Helvétie, réveille-toi!
Qu’est-ce que le moine de la comptine pour enfants «Frère Jacques» et la Suisse ont en commun? Tous deux dorment encore. Le moine ne sonne pas les matines, et la Suisse ne met pas en œuvre la CDPH. Celles et ceux qui pâtissent de l’oubli du moine peuvent revenir à la charge la nuit suivante. Celles et ceux qui trinquent dans le cas Suisse/CDPH, ce sont nous, les personnes handicapées. Car cela fait neuf ans que nous attendons.

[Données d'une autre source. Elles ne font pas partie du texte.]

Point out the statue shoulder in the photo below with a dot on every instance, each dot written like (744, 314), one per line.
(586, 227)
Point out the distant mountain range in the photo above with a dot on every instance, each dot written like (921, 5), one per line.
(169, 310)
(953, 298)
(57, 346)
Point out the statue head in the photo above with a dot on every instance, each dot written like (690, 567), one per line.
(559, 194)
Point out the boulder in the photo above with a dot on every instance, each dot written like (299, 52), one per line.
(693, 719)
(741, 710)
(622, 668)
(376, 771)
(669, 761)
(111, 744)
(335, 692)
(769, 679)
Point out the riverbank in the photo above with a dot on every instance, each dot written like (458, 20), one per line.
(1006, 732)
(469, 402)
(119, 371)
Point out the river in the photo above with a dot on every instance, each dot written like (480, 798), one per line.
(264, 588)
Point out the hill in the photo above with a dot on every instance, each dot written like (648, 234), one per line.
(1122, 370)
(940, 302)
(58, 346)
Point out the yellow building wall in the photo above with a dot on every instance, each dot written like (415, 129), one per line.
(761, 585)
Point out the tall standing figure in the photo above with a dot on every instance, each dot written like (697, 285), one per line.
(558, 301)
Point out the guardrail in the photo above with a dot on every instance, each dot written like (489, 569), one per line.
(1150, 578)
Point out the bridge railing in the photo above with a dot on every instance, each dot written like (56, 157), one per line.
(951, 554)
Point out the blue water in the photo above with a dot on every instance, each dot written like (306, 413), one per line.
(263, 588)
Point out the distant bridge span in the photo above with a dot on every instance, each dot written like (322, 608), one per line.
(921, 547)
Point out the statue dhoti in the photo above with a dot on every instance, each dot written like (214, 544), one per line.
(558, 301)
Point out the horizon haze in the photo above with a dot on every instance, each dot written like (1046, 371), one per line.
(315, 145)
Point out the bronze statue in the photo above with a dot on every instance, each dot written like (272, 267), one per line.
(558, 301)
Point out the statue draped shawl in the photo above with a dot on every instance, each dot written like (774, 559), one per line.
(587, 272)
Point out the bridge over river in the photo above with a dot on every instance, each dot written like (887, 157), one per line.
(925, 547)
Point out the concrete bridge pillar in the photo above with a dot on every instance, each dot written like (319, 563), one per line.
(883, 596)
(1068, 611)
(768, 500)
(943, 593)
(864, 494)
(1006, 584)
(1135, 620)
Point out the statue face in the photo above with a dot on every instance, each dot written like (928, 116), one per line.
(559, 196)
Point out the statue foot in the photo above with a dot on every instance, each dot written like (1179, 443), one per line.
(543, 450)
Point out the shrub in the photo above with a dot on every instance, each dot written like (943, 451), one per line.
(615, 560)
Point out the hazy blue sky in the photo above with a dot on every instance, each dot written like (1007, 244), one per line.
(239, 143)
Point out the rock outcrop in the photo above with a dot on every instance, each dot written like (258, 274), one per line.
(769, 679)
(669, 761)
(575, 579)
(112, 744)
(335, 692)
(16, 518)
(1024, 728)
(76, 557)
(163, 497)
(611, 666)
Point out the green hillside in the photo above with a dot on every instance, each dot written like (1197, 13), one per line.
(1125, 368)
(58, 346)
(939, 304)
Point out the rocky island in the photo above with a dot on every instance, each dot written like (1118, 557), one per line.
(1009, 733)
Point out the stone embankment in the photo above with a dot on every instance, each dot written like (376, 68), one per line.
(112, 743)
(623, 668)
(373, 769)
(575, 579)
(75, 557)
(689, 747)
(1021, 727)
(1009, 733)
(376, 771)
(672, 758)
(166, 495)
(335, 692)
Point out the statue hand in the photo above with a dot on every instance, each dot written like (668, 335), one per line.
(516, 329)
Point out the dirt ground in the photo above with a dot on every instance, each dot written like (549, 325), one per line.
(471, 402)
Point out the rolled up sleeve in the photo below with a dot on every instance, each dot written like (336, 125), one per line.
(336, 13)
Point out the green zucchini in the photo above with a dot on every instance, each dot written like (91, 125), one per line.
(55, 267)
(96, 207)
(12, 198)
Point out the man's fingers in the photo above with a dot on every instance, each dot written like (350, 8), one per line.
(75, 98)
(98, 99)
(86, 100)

À ce stade, je préfèrerais écouter la chanson «Frère Jacques». Car dans cette chanson, le moine est rappelé à l’ordre avec insistance: «Dormez-vous? Dormez-vous?» Je voudrais en faire de même avec la Suisse, la secouer pour la réveiller et lui crier: «Dors-tu?» Il ne s’agit là que d’une question rhétorique, car la Suisse s’est réellement endormie sur la CDPH.
La Convention a été ratifiée en 2014 et depuis lors, cette dernière s’applique en Suisse. En théorie. En réalité, il reste encore beaucoup à faire en la matière. Sur plus de 80 points, l’ONU n’est pas satisfaite de la Suisse – un verdict accablant.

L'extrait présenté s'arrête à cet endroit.